Audio CD #1 & #2 ~ "He Had Been Inside Language" ~ Tolkien's mother instilled in him a love for languages that would shape his entire life. As a youth, he spent hours inventing the "nonsense languages" that formed the basis for his later fiction. As an adult, he became a professor of medieval languages and literatures at Oxford University. Join us as we probe the connection between language and creativity and examine the nineteenth-century debates over language, folklore and myth that were the intellectual foundations for Tolkien's greatest works.
Audio CD #3 & #4 ~ "A Mythology for England" ~ The work closest to Tolkien's heart was not the material for which he is best known today. "The Silmarillion", a powerful compendium of myth and story begun in his student days and left unfinished at his death, was Tolkien's attempt to provide for England a majestic body of national mythology comparable to that of Finland, Greece or Scandinavia. This is Tolkien's creation story, his most trenchant examination of the spiritual and moral dilemmas of his era-and the necessary backdrop to The Lord of the Rings.
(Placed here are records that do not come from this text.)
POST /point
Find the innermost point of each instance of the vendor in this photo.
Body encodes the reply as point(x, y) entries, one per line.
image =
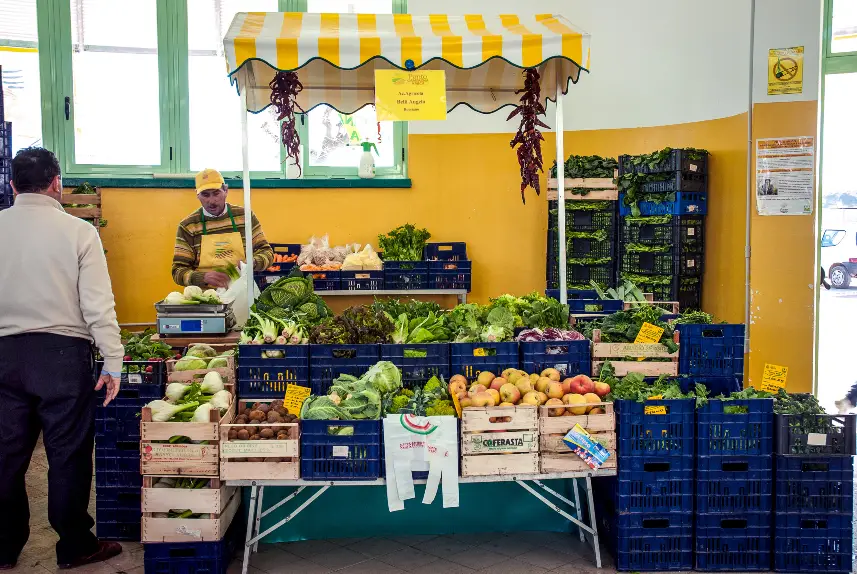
point(213, 236)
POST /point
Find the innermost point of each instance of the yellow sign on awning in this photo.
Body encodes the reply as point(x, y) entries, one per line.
point(407, 96)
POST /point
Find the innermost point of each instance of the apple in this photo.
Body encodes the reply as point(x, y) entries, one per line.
point(510, 393)
point(531, 398)
point(551, 374)
point(581, 384)
point(485, 378)
point(554, 390)
point(555, 412)
point(497, 383)
point(542, 384)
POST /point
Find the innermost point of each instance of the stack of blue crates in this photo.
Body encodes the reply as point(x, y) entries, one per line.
point(814, 493)
point(118, 481)
point(648, 509)
point(734, 445)
point(669, 251)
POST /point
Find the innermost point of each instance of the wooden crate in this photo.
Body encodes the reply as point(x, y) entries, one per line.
point(499, 440)
point(232, 453)
point(602, 188)
point(191, 529)
point(212, 499)
point(617, 352)
point(555, 454)
point(189, 459)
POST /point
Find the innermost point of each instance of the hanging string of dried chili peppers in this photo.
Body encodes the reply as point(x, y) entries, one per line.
point(528, 137)
point(285, 88)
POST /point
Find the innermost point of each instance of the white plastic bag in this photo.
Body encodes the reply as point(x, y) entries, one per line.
point(238, 296)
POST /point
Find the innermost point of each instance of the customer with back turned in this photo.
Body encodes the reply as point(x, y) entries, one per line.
point(55, 301)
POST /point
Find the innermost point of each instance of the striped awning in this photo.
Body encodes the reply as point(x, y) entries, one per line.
point(336, 55)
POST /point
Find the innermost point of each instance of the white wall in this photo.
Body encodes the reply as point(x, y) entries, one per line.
point(655, 62)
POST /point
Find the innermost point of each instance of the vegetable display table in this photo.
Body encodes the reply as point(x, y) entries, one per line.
point(570, 510)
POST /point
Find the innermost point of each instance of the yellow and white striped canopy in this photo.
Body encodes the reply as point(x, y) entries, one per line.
point(337, 54)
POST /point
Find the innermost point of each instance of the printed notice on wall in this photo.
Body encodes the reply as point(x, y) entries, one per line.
point(785, 71)
point(785, 173)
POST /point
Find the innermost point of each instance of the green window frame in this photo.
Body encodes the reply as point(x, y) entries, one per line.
point(57, 83)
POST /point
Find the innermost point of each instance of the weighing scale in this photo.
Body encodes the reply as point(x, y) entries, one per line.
point(194, 319)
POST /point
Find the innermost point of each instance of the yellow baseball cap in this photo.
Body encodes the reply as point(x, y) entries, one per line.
point(208, 179)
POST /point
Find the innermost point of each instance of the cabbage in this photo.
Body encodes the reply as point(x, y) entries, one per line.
point(190, 364)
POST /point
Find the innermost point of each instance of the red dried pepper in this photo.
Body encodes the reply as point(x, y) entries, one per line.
point(285, 88)
point(528, 136)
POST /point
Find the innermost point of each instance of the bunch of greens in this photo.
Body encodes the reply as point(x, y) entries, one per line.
point(405, 243)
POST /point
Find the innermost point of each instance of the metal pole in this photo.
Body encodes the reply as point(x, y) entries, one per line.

Audio CD #5 & #6 ~ "The War to End All Wars" ~ Tolkien was a specialist in the heroic literatures of medieval Europe and a particular expert on Beowulf, considered by most to be the greatest of Old English heroic poems. However, his personal experience in the trenches of World War I left him with a profound sense of the horrors of war. This lecture explores Tolkien's views on heroism and war: his passionate conviction that evil must be resisted, his hatred for the futility and waste inevitably attendant in human conflict, and his immense respect for the heroism of individual sacrifice.
Audio CD #7 & #8 ~ "A Fundamentally Religious Work" ~ The Lord of the Rings contains no references to organized worship or prayer and promotes no specific religion by name. The spiritual questions it raises, however, are precisely those with which the great theologians also struggled-the origins and limitations of evil, the conflict between divine predestination and human free will, and the unanticipated gift of God's grace. This lecture considers the religious aspects of Tolkien's work and includes a look at his relationship with other prominent Oxford Christians, such as C.S. Lewis and Charles Williams.
Audio CD #9 & #10 ~ "Allegory and Farewell" ~ This lecture takes up the question of how Tolkien's work has been interpreted and received over the years, from accusations of racism and sexism to Peter Jackson's recent film adaptations. The last word, however, is given to Tolkien himself. Join us as we examine the stories and poems of his later years and watch him reflect on how he chose to spend his life, and on the frequently tortured relationship between creator and creation.